“No Man’s life liberty or property is safe while the legislature is in session”.

- attributed to NY State Judge Gideon Tucker



Monday, November 2, 2009

Modernity vs. Liberal Democrats & Progressives

There were a pair of excellent editorials in recent Wall Street Journal editions concerning how out of step with modern practice and technology in the US.

On Thursday, Daniel Henninger wrote "Obama and the Old Hat People," deriding the liberal Democrat Senate oldsters.

Henninger points out that young American voters thought they were getting a youngish, cool black dude for President, when what they actually got was "old hat" in the form of Chuckie Schumer, Pat Leahy, Chris "Doddering" Dodd and Harry Reid, ol' vinegar himself.

As Henninger puts it so well,

"Our out-dated political software can't recognize trial and error. What ObamaCare is doing with health care' the "public option"- may be fine with the activist left, but I suspect it's starting to strike many younger Americans as at odds with their lives, as not somewhere they want to go. Wait until EPA's ghost busters start enforcing cap-and-trade.

People thought something small, agile and smart was coming to government, but so far it's turning out to be just big-box politics."

Henninger captures an aspect of public disaffection for Wonderboy's evolving political mess and failure that I have yet to see in polls or in the media. That is, the techno-culture of young Americans is very much at odds with the old liberal Senate bulls' view of government control of everything in sight.

Henninger closes with this observation,

"So long as the Democratic Party is the party of the Old Hat People, dependent on public-sector unions with Orwellian names like the Service Employees International Union, it will remain yoked to a pre-iPhone political model that will increasingly strike average everyday American voters as weird and alien to their world."

As it to provide the perfect support to his views, Friday's Journal carried an editorial by Republican Senators Jim DeMint (SC) and Orrin Hatch (U), extolling the virtues of non-"net neutrality."

Their point was simple and clear. Nevermind what the complicated meanings of the term or the proposed regulation entail.

We have a vibrant, free, useful internet and tens of thousands of "apps" springing up for iPhones, texting, etc., on a medium which has been totally free of government intervention.

Why spoil that? How can government "help" improve anything?

They note how the large, blundering entities which are linked to the federal government, like Fannie Mae, Freddie Mac, GM and Chrysler have done recently.

Orrin Hatch is no spring chicken. Yet, he provides a wonderful counterpoint to Harry Reid.

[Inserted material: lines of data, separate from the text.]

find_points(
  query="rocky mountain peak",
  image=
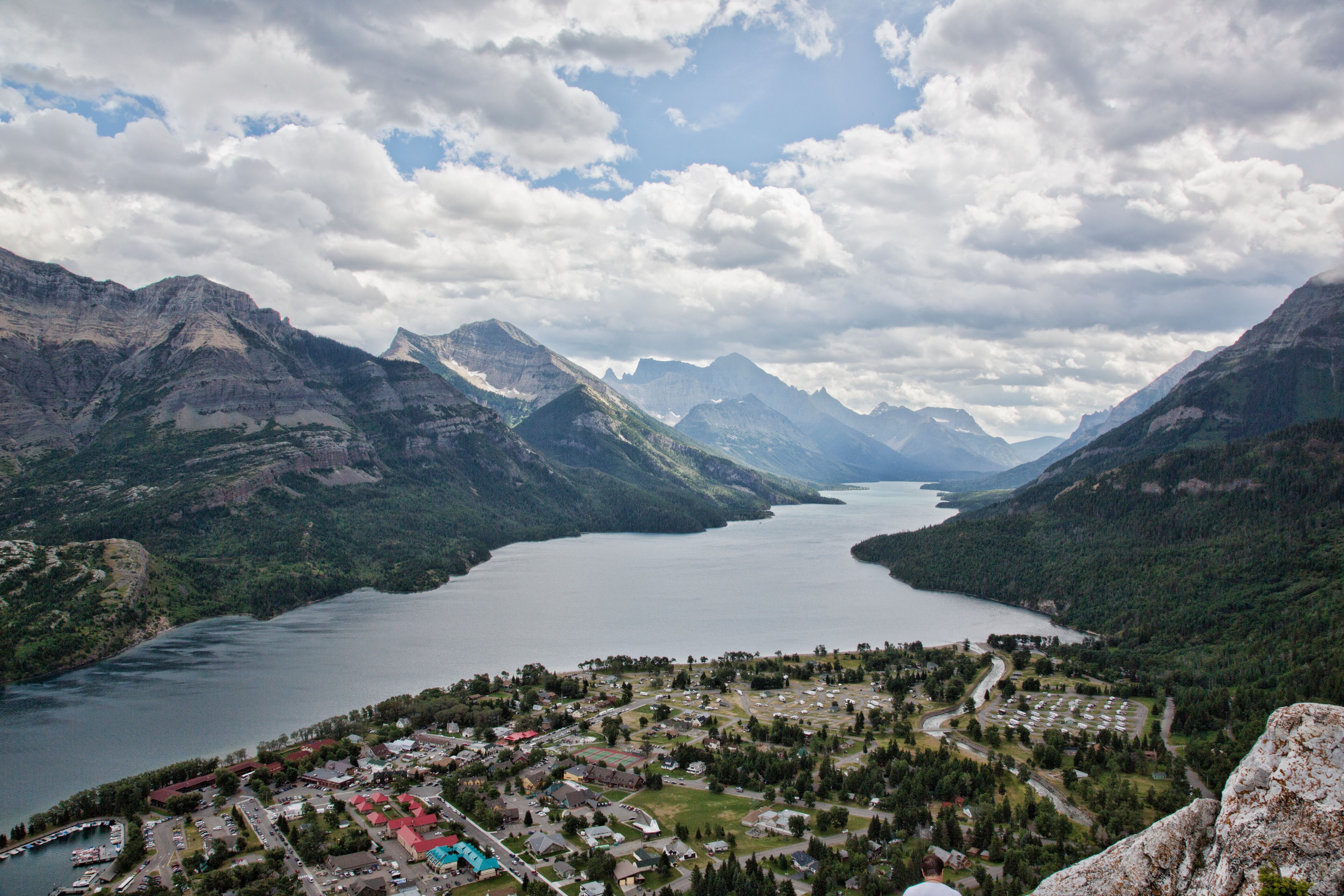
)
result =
(196, 295)
(1311, 316)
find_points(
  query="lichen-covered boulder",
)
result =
(1158, 862)
(1284, 805)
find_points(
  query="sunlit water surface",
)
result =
(212, 687)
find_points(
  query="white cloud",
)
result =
(1084, 194)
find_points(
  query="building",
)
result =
(570, 796)
(627, 875)
(479, 863)
(597, 833)
(764, 823)
(542, 844)
(515, 738)
(327, 778)
(413, 823)
(353, 862)
(953, 859)
(420, 846)
(646, 824)
(615, 778)
(307, 750)
(443, 859)
(369, 887)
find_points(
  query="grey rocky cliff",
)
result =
(498, 358)
(1283, 805)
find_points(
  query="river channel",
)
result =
(787, 584)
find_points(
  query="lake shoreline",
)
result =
(217, 684)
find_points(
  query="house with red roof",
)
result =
(416, 821)
(514, 738)
(419, 847)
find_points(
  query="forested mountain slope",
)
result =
(753, 433)
(1288, 369)
(495, 365)
(1089, 428)
(668, 390)
(1214, 573)
(589, 429)
(260, 465)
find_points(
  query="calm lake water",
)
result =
(39, 871)
(206, 690)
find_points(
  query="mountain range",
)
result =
(1089, 429)
(1201, 536)
(810, 436)
(263, 467)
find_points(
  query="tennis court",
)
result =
(612, 758)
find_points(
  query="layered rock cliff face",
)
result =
(498, 365)
(1284, 807)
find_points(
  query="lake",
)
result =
(787, 584)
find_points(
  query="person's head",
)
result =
(932, 868)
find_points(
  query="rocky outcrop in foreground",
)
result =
(1284, 805)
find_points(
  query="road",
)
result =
(998, 668)
(1195, 782)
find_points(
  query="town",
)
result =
(792, 774)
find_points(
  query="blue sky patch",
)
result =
(111, 112)
(410, 152)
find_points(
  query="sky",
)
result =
(1027, 209)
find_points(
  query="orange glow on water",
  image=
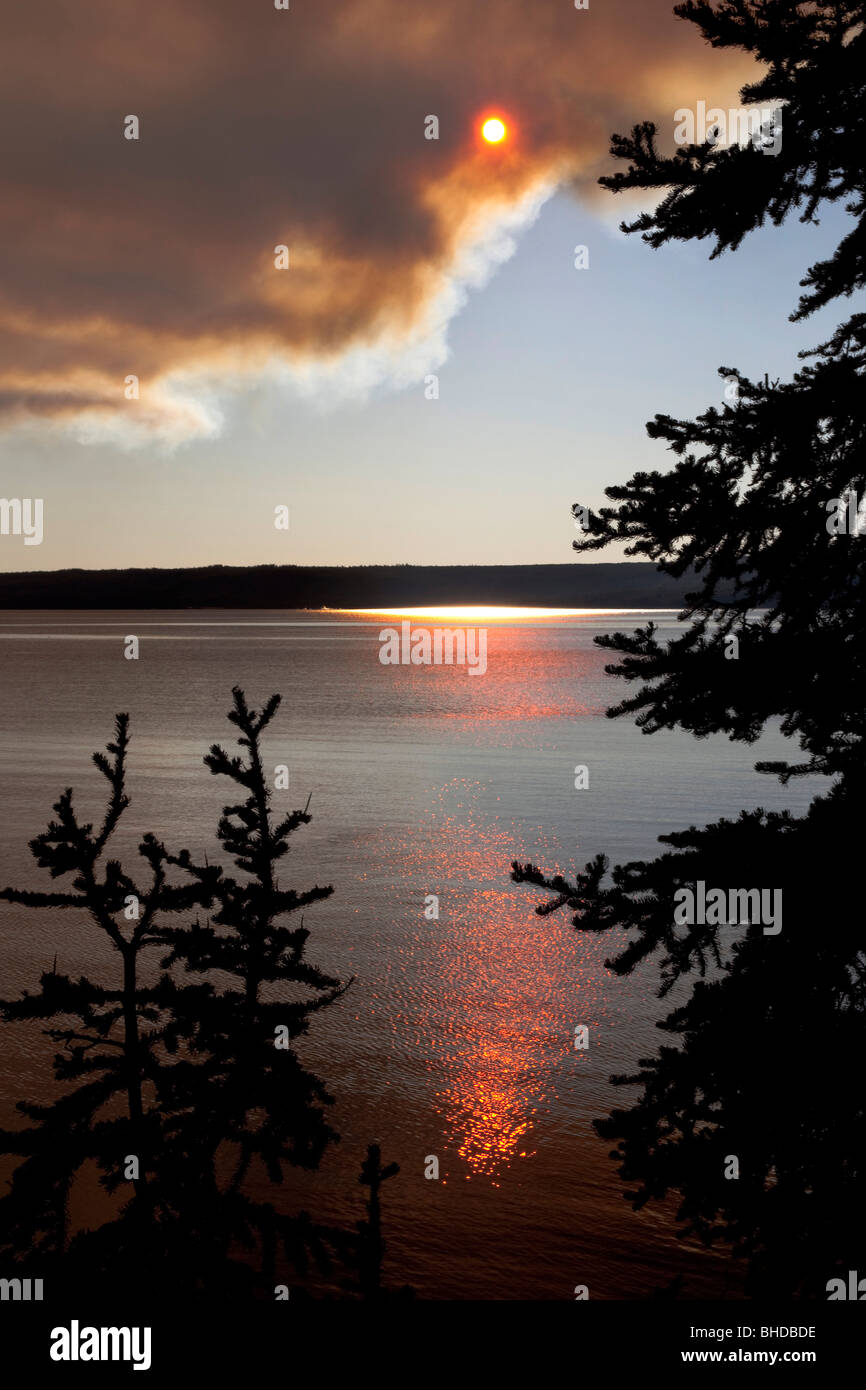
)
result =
(480, 612)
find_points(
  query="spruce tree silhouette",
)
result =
(241, 1098)
(110, 1043)
(762, 1070)
(195, 1079)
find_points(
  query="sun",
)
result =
(494, 131)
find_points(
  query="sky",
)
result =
(310, 387)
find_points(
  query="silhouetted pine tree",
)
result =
(766, 1041)
(110, 1033)
(196, 1080)
(241, 1102)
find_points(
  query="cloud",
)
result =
(306, 128)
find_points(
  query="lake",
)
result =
(456, 1036)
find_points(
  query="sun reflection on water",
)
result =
(502, 987)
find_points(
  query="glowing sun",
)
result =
(494, 131)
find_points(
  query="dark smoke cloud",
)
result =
(303, 127)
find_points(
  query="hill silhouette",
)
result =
(312, 587)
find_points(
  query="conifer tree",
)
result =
(752, 508)
(181, 1086)
(241, 1100)
(110, 1064)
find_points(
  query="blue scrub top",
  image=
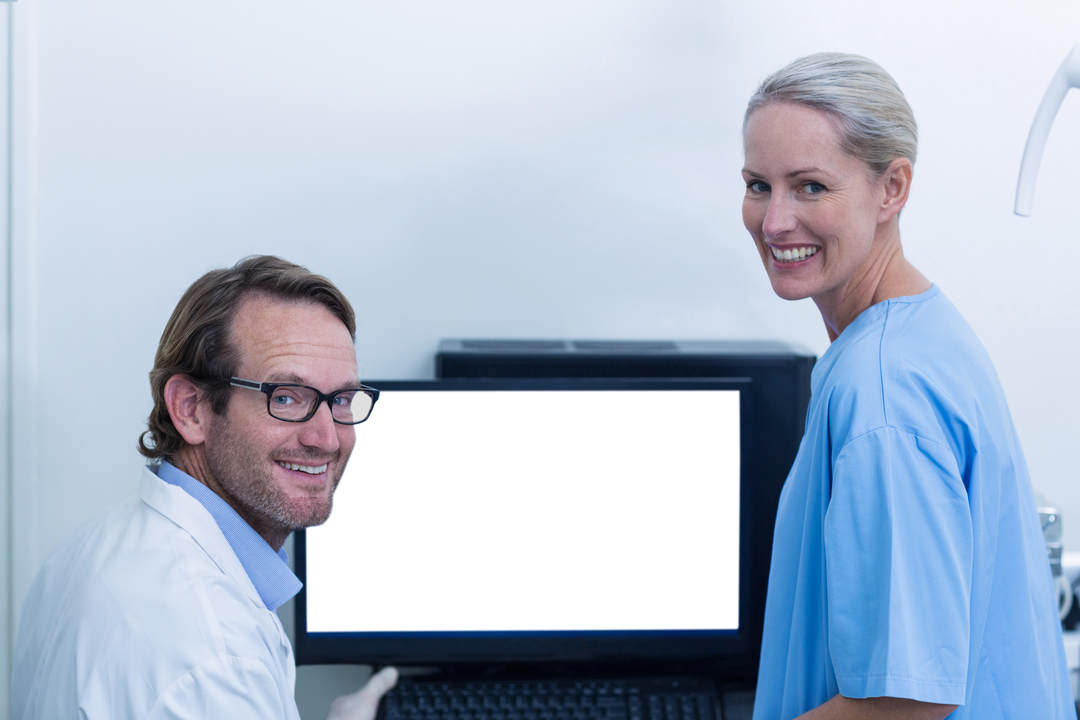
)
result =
(907, 557)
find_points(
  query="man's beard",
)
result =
(248, 479)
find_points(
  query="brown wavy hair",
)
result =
(197, 341)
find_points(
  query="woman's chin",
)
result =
(790, 290)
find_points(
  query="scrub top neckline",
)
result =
(871, 314)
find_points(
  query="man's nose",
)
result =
(779, 218)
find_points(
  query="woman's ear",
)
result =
(896, 182)
(189, 408)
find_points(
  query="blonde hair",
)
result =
(873, 120)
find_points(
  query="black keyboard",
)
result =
(648, 698)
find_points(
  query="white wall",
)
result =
(488, 168)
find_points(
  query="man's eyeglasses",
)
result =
(294, 403)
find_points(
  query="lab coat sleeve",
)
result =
(224, 688)
(899, 562)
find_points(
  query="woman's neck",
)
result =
(885, 275)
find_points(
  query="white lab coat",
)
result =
(146, 612)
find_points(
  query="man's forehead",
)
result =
(293, 337)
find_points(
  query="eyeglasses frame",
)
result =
(268, 389)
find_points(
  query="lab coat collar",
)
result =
(188, 513)
(267, 569)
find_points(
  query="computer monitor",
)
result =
(538, 526)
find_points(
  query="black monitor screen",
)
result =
(526, 519)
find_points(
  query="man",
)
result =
(163, 607)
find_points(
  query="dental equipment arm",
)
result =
(1067, 76)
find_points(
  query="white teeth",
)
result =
(792, 256)
(310, 470)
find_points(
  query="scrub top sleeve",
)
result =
(898, 565)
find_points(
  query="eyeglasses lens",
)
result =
(296, 404)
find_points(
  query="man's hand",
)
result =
(364, 703)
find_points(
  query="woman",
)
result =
(909, 574)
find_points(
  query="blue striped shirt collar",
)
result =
(267, 569)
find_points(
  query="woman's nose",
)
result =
(779, 218)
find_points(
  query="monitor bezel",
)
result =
(646, 652)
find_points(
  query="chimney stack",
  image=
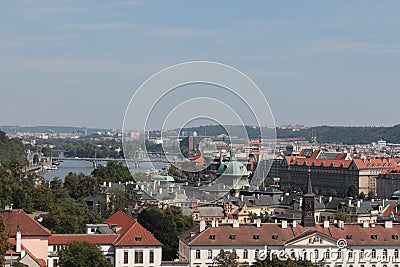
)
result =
(18, 242)
(202, 225)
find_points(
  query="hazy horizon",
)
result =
(317, 63)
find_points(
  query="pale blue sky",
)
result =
(318, 62)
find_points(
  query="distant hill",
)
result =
(325, 134)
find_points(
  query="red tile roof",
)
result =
(91, 238)
(375, 163)
(131, 232)
(18, 220)
(274, 235)
(292, 161)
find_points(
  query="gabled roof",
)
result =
(18, 220)
(91, 238)
(130, 231)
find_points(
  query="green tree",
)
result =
(166, 225)
(4, 244)
(352, 191)
(82, 254)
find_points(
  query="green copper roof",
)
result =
(234, 168)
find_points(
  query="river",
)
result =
(86, 167)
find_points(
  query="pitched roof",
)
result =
(18, 220)
(91, 238)
(336, 163)
(130, 231)
(273, 234)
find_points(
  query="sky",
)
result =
(78, 63)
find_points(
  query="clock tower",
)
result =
(308, 206)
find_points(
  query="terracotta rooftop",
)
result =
(97, 239)
(273, 234)
(293, 161)
(18, 220)
(130, 231)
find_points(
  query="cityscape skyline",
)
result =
(78, 64)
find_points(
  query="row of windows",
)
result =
(138, 257)
(316, 252)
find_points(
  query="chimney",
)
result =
(388, 224)
(202, 225)
(18, 242)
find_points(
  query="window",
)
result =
(327, 254)
(373, 254)
(385, 253)
(350, 254)
(256, 253)
(209, 254)
(151, 256)
(126, 257)
(245, 254)
(138, 256)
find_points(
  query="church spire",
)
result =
(309, 186)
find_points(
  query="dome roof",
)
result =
(234, 168)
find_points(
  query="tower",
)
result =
(308, 206)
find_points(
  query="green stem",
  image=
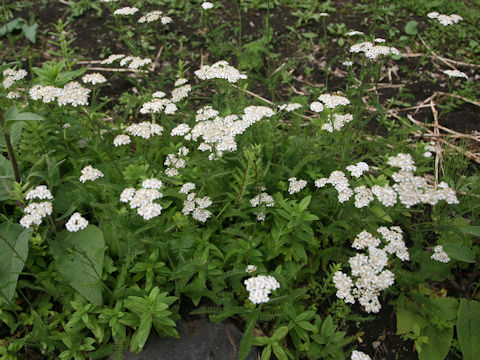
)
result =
(11, 153)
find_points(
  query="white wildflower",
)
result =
(95, 78)
(260, 287)
(90, 174)
(40, 192)
(126, 11)
(121, 140)
(76, 222)
(296, 185)
(220, 70)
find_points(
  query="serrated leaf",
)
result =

And this editorial, these two GOP Senators, perhaps illustrate the beginning of an awareness that could build among young Americans.

That is, the GOP isn't "against" good things. Rather, it's "against" getting government's messy, slow, cumbersome, dumb hands all over your personal life and so many precious, private, individualistic things about it.

Thus, the GOP approach to health care reform isn't to pass a total redesign of the existing system, with government taking control.

Instead, it's to remove barriers to: tort reform, interstate marketing of health care insurance, mandates, and differential tax treatment of health insurance premiums.

It's a beautiful point. Everyone, especially the new voters who flocked to Wonderboy last year, value and prize their technologically-based freedom and individuality.

How will they like having the Old Hat crowd, with our First Rookie's leadership, take all of that away?